The report cited local Russian papers, who quoted the minister of communications, Nikolay Nikiforov.

Earlier this week, head of the Central Bank, Sergei Shvetsov, said that he would work with the Prosecutor General’s Office to ban Russian citizens from accessing cryptocurrencies like Bitcoin, calling such currencies a “negative phenomena for our markets” and a “pyramid scheme.”

Now it appears that the Kremlin will create its own cryptocurrency – one it can keep an eye on — which, some might argue, defeats the entire purpose of cryptocurrency.

However, like other cryptocurrencies the CryptoRuble will be based on blockchain and will presumably help prevent online fraud.

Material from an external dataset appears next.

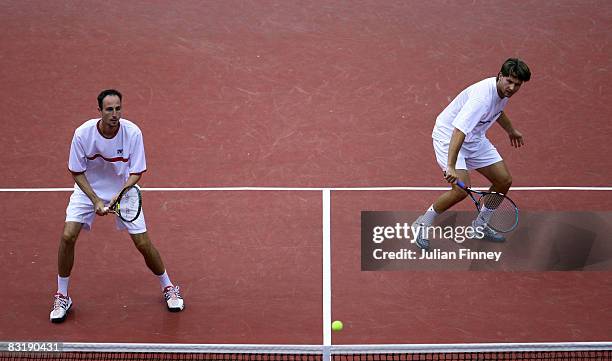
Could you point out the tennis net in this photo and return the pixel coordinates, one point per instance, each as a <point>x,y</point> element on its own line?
<point>134,352</point>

CryptoRubles will be exchangeable with regular Rubles, although the systems of exchange have not yet been set up. Experts think that Russia is hoping to stimulate e-commerce without the need for foreign money markets, which will allow them to have more independence from the United States.

According to Nikiforov, the Russian government is setting up its own cryptocurrency under the assumption that if they don’t, other European governments will.

Said NIkiforov, “I confidently declare that we run CryptoRuble for one simple reason: if we do not, then after two months our neighbors in the EurAsEC will.”

Traders using CryptoRubles will be asked to provide documentation of retail transactions and services rendered – or pay a 13 percent tax for undocumented transactions, leaving a wide loophole for money laundering.

Critics say that Russia is trying to facilitate, while also profiting from money laundering; that the Kremlin is stealing the market from other cryptocurrencies; and that the CryptoRuble fundamentally defies the spirit of decentralization that inspired other cryptocurrencies.